Musks are aromatic substances that are widely used in perfumery and traditional Chinese medicine. However, how musks exert their powerful olfactory effects has remained unclear, partly due to the lack of structural models of odorant receptors. Lucky Ahmed et al. (pp. E3950–E3958) combined computational and experimental approaches to examine the activation of the recently identified human musk receptors, OR5AN1 and OR1A1. The authors used molecular simulations to develop structural models of OR5AN1 and OR1A1. The structural models predicted binding sites for different types of musks and identified receptor amino acid residues that mediate odorant binding. To validate the models, the authors measured receptor responses upon odorant binding and conducted site-directed mutagenesis experiments, which involved changing the DNA sequence encoding key amino acid residues and examining the effects on receptor activation profiles. The authors report that OR5AN1 responds to both macrocyclic musks and nitromusks, whereas OR1A1 responds prominently only to nitromusks. Moreover, the stable binding of OR5AN1 to odorants depends on the amino acid residues Tyr260, Phe105, Phe194, and Phe207. By contrast, OR1A1 stabilization of nitromusks relies on Tyr258, Tyr251, and Phe206. According to the authors, insights into musk odorant–receptor interactions might enable the study of the pharmacological effects of musks. — J.W.

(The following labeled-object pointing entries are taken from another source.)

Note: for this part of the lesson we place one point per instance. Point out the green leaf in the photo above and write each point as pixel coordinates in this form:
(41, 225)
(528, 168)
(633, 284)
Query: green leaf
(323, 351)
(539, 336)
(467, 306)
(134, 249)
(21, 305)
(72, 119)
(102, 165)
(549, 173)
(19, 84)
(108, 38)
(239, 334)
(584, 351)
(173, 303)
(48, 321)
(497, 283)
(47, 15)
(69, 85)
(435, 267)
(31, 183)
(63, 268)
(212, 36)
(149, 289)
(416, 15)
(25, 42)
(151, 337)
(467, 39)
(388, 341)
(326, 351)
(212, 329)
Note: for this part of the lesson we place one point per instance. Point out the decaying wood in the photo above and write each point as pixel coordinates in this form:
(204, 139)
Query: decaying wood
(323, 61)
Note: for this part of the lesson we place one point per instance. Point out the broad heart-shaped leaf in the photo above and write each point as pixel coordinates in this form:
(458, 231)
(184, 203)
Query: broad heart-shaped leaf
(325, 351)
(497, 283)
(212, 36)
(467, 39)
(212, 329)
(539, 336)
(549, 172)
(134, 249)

Genetic diversity and continuity in Patagonia
Shell midden on Navarino Island overlooking the Beagle Channel. Image courtesy of Ismael Martínez Rivera (Instituto de la Patagonia, Punta Arenas, Chile).
Previous genomic studies in the Americas have focused on the timing of early migration throughout the continent and the split of major subcontinental lineages. Such studies, however, have not addressed regional genetic diversity among Patagonian ethnic groups. Constanza de la Fuente et al. (pp. E4006–E4012) sequenced genomic data from four ancient individuals and 61 modern individuals in south–central Chile and Patagonia. Among the groups analyzed were late maritime groups from western and southern Patagonian archipelagoes, previously published ancient genomes from historical maritime Kawéskar and Yámana groups, and the terrestrial Selk’nam group from Tierra del Fuego. The authors found that despite the challenges to genetic continuity that came with European colonization, modern Kawéskar and Yámana retain a high genetic affinity with ancient individuals, suggesting high genetic continuity over the past 1,000 years. The authors also found that maritime individuals were genetically equidistant from the ancient Selk’nam individual, suggesting that the maritime groups split from the terrestrial group at around the same time, possibly around the time Tierra del Fuego became isolated from the mainland by the Magellan Strait. According to the authors, the results enhance the representation of Native American groups among genetic databases and offer insight into the origins and development of maritime cultures in Patagonia. — P.G.